For the record, Donald never explicitly says that Watt should have won the award over him in 2020. He could just as easily be talking about his losses to Gilmore and Garrett in 2019 and 2023, respectively. As noted, he won in 2021, and in 2022, he spent most of the season injured or playing through injury.
Interviewed by his wife, Erica, he also said that he has no regrets about not playing for the Steelers. Born in Pittsburgh and a Pittsburgh Panthers legend, he never wore the Black and Gold, but he loved playing for Sean McVay and the Los Angeles Rams.
She asked him who the next Aaron Donald is, but he changed the phrasing of the question to essentially mean the best defender in the game today, and he quickly chose Watt—not Garrett, one of the Bosas, not Micah Parsons.
“I’m big on you gotta show me more than one or two years,” he said. “[Watt] consistently dominates year in and year out, so that’s a guy I felt like, if anybody, they need to be chasing him…He’s that guy right now, I think.”

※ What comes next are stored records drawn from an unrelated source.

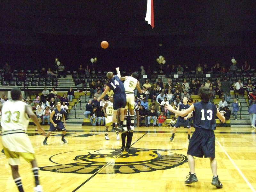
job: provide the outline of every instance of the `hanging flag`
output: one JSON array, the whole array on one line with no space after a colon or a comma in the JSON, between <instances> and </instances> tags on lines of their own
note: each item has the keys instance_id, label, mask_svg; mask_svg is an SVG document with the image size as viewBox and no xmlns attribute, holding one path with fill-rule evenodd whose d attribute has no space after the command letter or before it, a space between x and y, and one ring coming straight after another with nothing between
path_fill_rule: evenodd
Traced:
<instances>
[{"instance_id":1,"label":"hanging flag","mask_svg":"<svg viewBox=\"0 0 256 192\"><path fill-rule=\"evenodd\" d=\"M153 5L153 0L148 0L147 6L147 13L145 20L151 25L152 28L155 27L154 24L154 9Z\"/></svg>"}]
</instances>

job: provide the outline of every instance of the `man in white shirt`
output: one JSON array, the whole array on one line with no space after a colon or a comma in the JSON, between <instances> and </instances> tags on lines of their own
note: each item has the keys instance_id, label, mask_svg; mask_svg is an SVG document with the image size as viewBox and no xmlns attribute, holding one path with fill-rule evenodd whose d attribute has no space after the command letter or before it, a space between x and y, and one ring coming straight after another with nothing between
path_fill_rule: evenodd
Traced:
<instances>
[{"instance_id":1,"label":"man in white shirt","mask_svg":"<svg viewBox=\"0 0 256 192\"><path fill-rule=\"evenodd\" d=\"M235 92L238 93L243 96L244 90L244 89L243 84L241 83L241 80L240 79L238 80L237 82L235 84L234 87L234 91ZM237 97L238 97L238 95Z\"/></svg>"}]
</instances>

Since coming into the league as a first-round pick in 2017, Watt has followed a Hall of Fame trajectory. He has 96.5 career sacks with 107 tackles for loss, 27 forced fumbles, and seven interceptions. Donald referenced looking at what Watt did in any particular week and feeling fueled to best his stat line.
T.J. Watt is that guy. Even if he doesn’t have the hardware.